Thanks to astounding advancements in technology, it is now economically feasible to greatly reduce residential carbon emissions. But we could still screw this up by giving customers indirect incentives to stick with fossil fuels. And, unfortunately, that seems to be the direction the train is heading.

In part, that’s because the majority of one political party doesn’t see climate change as a major problem and won’t engage in hard choices about the transition. Still, even among those who recognize the magnitude of the coming climate crisis, there seems to be little appreciation of the need to get the transition incentives right. In the best of entirely feasible worlds, people making everyday decisions about energy uses — from buying a dishwasher to deciding when to charge the family Tesla — would, without prompting, choose what’s best for society as they choose what’s best for themselves.

The two major barriers to getting incentives right are the revenue shortfall some utilities will face when they set prices to reflect social marginal cost and the losses some people will suffer from the transition to a lowcarbon economy. Overcoming these barriers will be expensive, but there is also opportunity to use the transition to help change pay for itself.

For example, taxing emissions from fossil fuels would generate substantial revenues, which could help pay for electric industry infrastructure and a variety of public-purpose programs currently driving electric rates well above social marginal cost in some states. These taxes could also help pay for obsolete infrastructure in the natural gas sector, which could speed the phaseout by avoiding drawnout legal battles over who will be stuck with the stranded costs. Using some of the revenue to reduce other tax burdens on low- and middle- income families could also make this a progressive change in the overall tax structure.
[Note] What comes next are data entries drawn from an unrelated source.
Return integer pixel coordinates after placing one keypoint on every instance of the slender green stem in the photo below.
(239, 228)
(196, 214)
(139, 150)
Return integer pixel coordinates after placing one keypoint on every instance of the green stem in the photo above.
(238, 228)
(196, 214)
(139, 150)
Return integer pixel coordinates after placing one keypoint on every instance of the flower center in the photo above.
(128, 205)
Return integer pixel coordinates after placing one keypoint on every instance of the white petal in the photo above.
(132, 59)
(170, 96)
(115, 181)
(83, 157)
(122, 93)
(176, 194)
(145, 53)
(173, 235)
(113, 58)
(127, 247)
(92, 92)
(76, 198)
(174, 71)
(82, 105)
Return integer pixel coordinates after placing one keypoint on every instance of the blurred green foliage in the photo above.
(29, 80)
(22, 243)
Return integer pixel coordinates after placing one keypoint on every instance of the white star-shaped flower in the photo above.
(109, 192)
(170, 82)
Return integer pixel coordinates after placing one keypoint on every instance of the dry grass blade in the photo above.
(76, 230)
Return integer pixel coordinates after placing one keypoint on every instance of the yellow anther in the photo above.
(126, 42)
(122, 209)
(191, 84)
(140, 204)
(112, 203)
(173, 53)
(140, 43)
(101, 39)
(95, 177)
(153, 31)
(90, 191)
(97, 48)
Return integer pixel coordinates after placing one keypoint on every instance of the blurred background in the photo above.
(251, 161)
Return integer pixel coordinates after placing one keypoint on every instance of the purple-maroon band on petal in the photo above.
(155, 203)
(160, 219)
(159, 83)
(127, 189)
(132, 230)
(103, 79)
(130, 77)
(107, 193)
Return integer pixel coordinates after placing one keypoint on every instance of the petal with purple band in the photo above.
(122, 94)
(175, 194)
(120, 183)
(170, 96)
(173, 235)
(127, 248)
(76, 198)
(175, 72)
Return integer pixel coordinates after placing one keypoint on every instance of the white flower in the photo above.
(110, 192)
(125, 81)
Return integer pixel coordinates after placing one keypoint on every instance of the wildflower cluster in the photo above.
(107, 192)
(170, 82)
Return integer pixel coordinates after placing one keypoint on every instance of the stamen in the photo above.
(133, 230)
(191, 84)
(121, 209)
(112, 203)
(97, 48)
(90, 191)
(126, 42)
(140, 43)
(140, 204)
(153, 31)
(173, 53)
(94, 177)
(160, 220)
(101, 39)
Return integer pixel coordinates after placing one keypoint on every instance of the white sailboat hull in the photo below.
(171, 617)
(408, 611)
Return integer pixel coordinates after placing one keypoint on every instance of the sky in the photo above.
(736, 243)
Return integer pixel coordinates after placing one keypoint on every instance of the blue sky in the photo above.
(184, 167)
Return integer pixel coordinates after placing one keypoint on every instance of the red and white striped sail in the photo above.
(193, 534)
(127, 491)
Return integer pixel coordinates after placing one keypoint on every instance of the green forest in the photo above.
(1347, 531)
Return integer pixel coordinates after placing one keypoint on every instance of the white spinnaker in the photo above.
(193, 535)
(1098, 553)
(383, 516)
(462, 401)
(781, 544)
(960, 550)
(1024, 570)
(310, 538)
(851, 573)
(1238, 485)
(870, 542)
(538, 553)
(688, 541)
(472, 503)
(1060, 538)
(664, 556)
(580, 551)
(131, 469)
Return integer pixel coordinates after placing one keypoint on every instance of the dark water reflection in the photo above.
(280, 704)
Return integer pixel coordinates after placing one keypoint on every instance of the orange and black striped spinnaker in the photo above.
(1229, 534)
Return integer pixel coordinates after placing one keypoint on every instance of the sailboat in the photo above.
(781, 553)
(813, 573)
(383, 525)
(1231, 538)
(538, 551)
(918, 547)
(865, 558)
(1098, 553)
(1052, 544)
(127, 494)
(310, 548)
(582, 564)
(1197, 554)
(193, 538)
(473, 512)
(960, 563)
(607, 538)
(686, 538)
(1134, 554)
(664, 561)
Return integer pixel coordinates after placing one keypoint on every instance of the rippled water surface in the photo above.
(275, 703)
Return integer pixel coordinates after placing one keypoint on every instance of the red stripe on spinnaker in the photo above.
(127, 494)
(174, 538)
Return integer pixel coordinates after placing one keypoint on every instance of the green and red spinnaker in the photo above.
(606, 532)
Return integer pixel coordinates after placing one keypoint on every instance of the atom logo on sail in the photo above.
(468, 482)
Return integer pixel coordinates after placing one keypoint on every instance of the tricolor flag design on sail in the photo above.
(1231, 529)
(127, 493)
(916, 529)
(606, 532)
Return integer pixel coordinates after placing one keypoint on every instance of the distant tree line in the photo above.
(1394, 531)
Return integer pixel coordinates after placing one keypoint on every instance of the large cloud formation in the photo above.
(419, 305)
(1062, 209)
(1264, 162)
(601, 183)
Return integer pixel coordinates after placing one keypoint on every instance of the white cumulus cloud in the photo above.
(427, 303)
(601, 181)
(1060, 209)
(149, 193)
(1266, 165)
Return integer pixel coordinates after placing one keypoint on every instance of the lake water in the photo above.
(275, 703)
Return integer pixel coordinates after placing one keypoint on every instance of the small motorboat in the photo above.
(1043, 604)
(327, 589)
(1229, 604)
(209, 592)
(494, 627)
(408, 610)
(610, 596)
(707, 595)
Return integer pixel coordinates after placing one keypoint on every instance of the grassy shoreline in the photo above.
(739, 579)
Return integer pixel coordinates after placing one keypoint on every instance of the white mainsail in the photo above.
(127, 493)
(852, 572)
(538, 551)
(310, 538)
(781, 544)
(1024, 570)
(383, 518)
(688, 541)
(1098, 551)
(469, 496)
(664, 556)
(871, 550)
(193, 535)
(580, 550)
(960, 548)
Taxing greenhouse emissions, however, won’t cover the full cost of household decarbonization, particularly as the transition advances and there are ever-fewer emissions left to tax. Luckily, the costs of the transition will also decline with time.

Still, paying for the grid, supporting lowincome customers, mitigating and adapting to climate change and managing other fixed costs will be substantial. It’s worth noting that imposing taxes on related harmful activities beyond emitting GHGs could also help pay for the transition and move prices closer to social marginal cost. Local pollution — from vehicles, industry and other sources — is generally controlled through technical standards imposed on polluting devices, but avoids fees on the substantial pollution the sources still emit. Traffic congestion has huge negative costs, but individual drivers don’t bear the cost of the congestion they create for others.

Opponents of pricing these activities have pointed to technological challenges and the costs imposed on the policy losers. The technology problem is largely solved today. As with residential decarbonization, we now face the question of whether institutions can address the economic, political and equity concerns — not whether the policy is feasible. At some point it will come down to a question of whether we tax clean energy or we find other sources of revenue to cover the bill. Given the clear evidence that taxing clean energy is extremely regressive and undermines decarbonization, we need to find better solutions.